The language is an extention of Rusellian type theory made to resemble a programming language.

ATOMS

There are four types of atom.

1. names
2. operators
3. numbers
4. number patterns

NAMES

Names in the program consist of a letter followed by any combination of letters, numbers or underscores. Names can always be prefixed by a namespace sequence, which is a dot followed by a sequence of names followed by dots. e.g. x is a valid name, .x is a valid name and .myns.x is also a valid name. The namespaces aren't that useful in the program's current state but they will be in the future.

OPERATORS

The expression a+b can also be written as (+)(a,b). By using the operator in brackets notation we can refer to the operator by itself without arguments and use namespaces with the operator. (≡) is the universal identity operator. It is a special polymorphic operator that can never appear in bracketed form.

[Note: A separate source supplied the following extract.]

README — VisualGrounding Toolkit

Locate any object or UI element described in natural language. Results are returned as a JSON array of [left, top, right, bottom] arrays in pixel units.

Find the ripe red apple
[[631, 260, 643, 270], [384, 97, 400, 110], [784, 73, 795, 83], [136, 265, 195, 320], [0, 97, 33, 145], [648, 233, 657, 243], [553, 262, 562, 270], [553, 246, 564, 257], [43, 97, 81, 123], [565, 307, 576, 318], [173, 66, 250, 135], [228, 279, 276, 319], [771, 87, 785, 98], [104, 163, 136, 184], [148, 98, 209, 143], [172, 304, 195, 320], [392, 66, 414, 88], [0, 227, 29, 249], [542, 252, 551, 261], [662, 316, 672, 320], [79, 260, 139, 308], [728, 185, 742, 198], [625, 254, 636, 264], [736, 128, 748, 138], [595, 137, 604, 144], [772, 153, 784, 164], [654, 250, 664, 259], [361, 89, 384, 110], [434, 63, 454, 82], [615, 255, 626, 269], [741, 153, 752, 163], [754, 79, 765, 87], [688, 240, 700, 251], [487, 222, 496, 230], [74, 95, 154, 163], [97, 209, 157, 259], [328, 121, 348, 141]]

The (-) operator can only be used with 1 argument (i.e. it can only be used for negation, not subtraction). Subtraction therefore has to be refered to with expressions like a+(-b).

NUMBERS

Numbers are represented with sequences of digits. The can always have namespace prefixes.

NUMBER PATTERNS

A number pattern is just the '#' character with or without a namespace prefix.

SEMANTIC TYPES

There are three types of semantic type

1. atomic type 0
2. atomic type 1
3. Compound

ATOMIC TYPE 0

Type 0 is represented with the single digit 0.

ATOMIC TYPE 1

Type 1 is represented with the single digit 1.

COMPOUND SEMANTIC TYPES

A Compound type consists of a non-empty comma separated list of semantic types in square brackets, called the domain-list, followed by a right arrow operator, followed by another semantic type, called the range type. If the domain-list has only one element, the surrounding square brackets can be omitted. Some examples of valid compound types are:

• 0→1
• [0→1,0]→(0→1)
• [0→1,0]→(0→[0→1,0]→(0→1))

JUSTIFICATIONS

A justification starts with a justification rule, which is a string starting with a letter and ending with letters or digits, possibly followed by an argument list of atoms. Some examples could be:

• Rep(T4)
• Ded(T5)
• UG(T6,w)

REGULAR EXPRESSIONS

In this program regular expressions are used in conjunction with namespaces. You can use letters, numbers, the number sign, or regular expression macros. Use (U) for or, (+) for Kleene plus and (*) for Kleene star. There is a macro for every operator as well as some other macros.

• {equals} matches the (=) operator
• T{alpha}* matches names starting with T and ending with 0 or more letters
• {alnum}+⋃{plus} matches any alpha-numeric name or the operator (+)